I've been playing about with micas but have encountered a problem.

I've done two batches with different amounts of purple mica.

First batch I added 3/4 tsp of mica to 226g/8oz of batter.
Second batch I added 1/2 tsp to 226g/8oz of batter.

I did the same ratio's with yellow, pink, orange and blue micas.

All of the resulting soap was great with gorgeous sharp colours and the lather was creamy white as normal.
However, the colour of the soap stained the wash cloth each time.
It did rinse out though very easily as I rinsed my hands.

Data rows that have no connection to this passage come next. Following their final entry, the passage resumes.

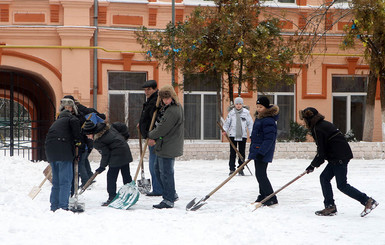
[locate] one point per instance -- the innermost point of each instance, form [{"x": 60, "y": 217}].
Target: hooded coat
[
  {"x": 112, "y": 147},
  {"x": 147, "y": 112},
  {"x": 61, "y": 138},
  {"x": 264, "y": 134},
  {"x": 169, "y": 131},
  {"x": 331, "y": 143},
  {"x": 230, "y": 125}
]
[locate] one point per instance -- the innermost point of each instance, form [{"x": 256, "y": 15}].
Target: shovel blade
[
  {"x": 127, "y": 196},
  {"x": 193, "y": 206},
  {"x": 33, "y": 193},
  {"x": 144, "y": 186}
]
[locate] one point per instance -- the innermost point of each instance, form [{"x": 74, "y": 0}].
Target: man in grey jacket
[{"x": 168, "y": 139}]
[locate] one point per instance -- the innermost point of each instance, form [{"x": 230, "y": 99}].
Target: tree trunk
[
  {"x": 382, "y": 94},
  {"x": 231, "y": 88},
  {"x": 240, "y": 78},
  {"x": 369, "y": 109}
]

I bought the micas from U-Makeitup.com (I'm in the UK) and they state they are suitable for CP soap.
They don't give a recommended amount to use so I did some research and it seems that up to 1 tsp per 226/8oz of batter is the standard.

Do all micas stain cloth and rinse out or am I using far far too much mica?
Before I try any more test batches please can someone give me some advice?

Thank you.


----------



## shunt2011 (Feb 5, 2015)

Some colorants will stain but wash out.  I generally use 1 tsp ppo and don't have much trouble with it staining.  You may just need to drop it a bit more until you find the sweet spot for your particular colorants.   I do know that cocoa powder and activated charcoal have a tendency to give colored bubbles and color washcloths but do wash out.


----------



## IrishLass (Feb 5, 2015)

Yep- it's all a matter of finding that 'sweet spot'. On the bight side, they do wash out- at least all the ones that I've used so far (I use a white washcloth for testing out my soaps).  

IrishLass


----------



## Paddyfrances (Feb 7, 2015)

Thanks for the advice, I really appreciate it.

I've now done three small tests with three different mica amounts to try to get the right amount sorted out.

I often wonder how I filled my day before I took up soap making!

Many thanks.


----------